Boyle chooses not to think about it the ironies. She prefers to live in the moment. And at the moment, things are going pretty well.
The Golden Bears hold the No. 11 spot in the AP poll, winning seven of their first eight games without last season's Pac-10 player of the year, center Devanei Hampton, who underwent surgery last month to repair torn cartilage in her right knee.
"We've been able to fill our roles and fill them well," Boyle said. "We've been able to step outside of our comfort zone when we need to and get it done."
With Hampton out of the lineup, others are stepping up. Junior Ashley Walker, the team's top scorer a year ago, leads the Pac-10 in scoring and rebounding. Alexis Gray-Lawson has returned from a torn ACL to give the Golden Bears a three-point threat. Rama N'diaye Rama has doubled her offensive production and done more than that in rebounding while filling in for Hampton.
"We're not one of those teams that, when someone goes down, we're thinking it's the end of our season," said Walker. "We're more optimistic. We know we're going to win anyway. We know who we are and how good we are."
Now with Hampton back at practice, they're about to get better.

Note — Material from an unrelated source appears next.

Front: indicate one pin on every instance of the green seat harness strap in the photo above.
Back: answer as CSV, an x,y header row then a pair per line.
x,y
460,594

Boyle wants to make the transition as smooth as possible while keeping the chemistry her team has established.
"People think it's going to be easy," she said. "We tend to just give the ball to Dev and watch her. She's such a presence. Everybody has had to step up and contribute."
Walker is convinced her team will.
The core group has been together for some time now. They've grown older and wiser, and thanks to Boyle's decision, closer. While the rest of the world discussed Boyle's career options in blogs and chat rooms, she kept her players in the loop herself. She told them what was happening every step of the way.
"We have trust in her and she has trust in us. It makes her door more open. We knew it was Duke. It was her alma-mater," Walker said. "But she put so much in here. We put our hearts into her, and she put her heart into us. We didn't think she was really going to leave."